Associate Professor Jelena Matančević was born in 1982 in Zagreb, where she completed elementary and secondary school. She enrolled in the university study of social work at the Faculty of Law, University in Zagreb in 2000. She graduated in 2006 and enrolled in the Master of Arts in Comparative European Social Studies in Maastricht, which she completed in 2007. From November 2007 she was employed as a research assistant on the project by the Ministry of Science, Education and Sport entitled Civil society and mixed social policy in Croatia. From 2009 until 2014 she attended the postgraduate university doctoral study of social policy, and in April 2014 she earned a doctoral degree having defended the thesis entitled Characteristics of the Welfare Mix Model in Social Services in Croatia. From 2014 she was employed as a postdoctoral research assistant, and since 2016 as an associate professor at the Faculty of Law, University of Zagreb, Department of Social Policy.

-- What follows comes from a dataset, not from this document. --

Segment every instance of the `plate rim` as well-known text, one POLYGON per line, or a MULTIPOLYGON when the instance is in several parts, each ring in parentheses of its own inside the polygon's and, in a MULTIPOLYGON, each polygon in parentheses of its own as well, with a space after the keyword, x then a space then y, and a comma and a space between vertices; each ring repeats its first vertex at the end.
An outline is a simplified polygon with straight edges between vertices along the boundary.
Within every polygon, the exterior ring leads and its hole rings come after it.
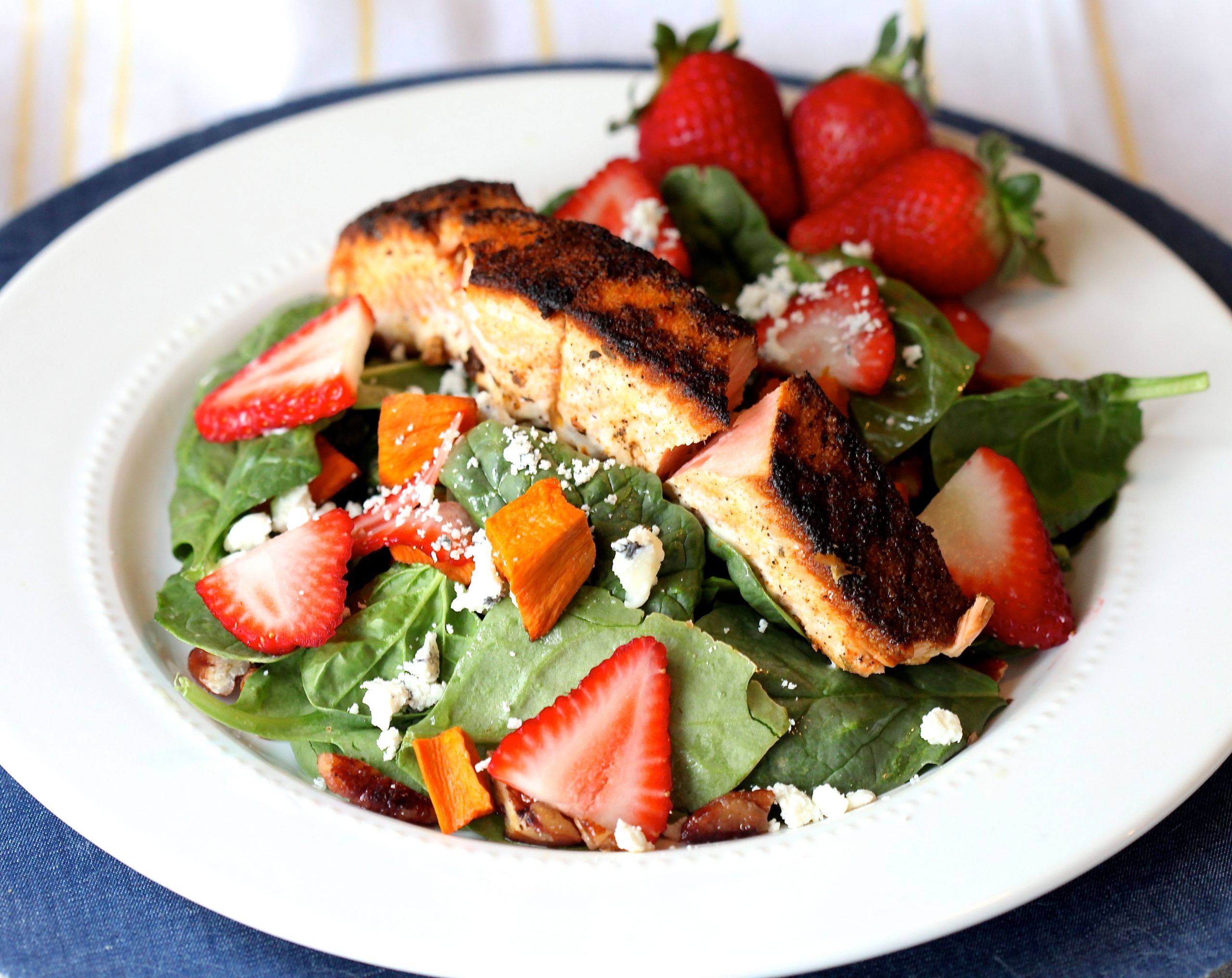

She participated in the international research project Civil Society Index from 2008 until 2010. To date, she has taken part in two FP7 projects: WILCO – Welfare Innovations at Local Levels in Favour of Cohesion from 2010 until 2014, and TSI – Third Sector Impact from 2014 until 2019. From October 2014 until December 2015 she participated in the scientific project Indicators of child welfare and child poverty in Croatia in the time of crisis: How to end the vicious circle of child poverty financed by the Adris Foundation. She participated in and presented at several domestic and international scientific and professional conferences.  Areas of her scientific interest include civil society and the nonprofit sector, social innovation and the development of the welfare mix model. She is a member of the International Society for Third Sector Research (ISTR), Association for Research on Nonprofit Organizations and Voluntary Action (ARNOVA), European Research Network on Philanthropy (ERNOP) and the Center for development of non-profit organisations (CERANEO), within which she participated in numerous action-research projects.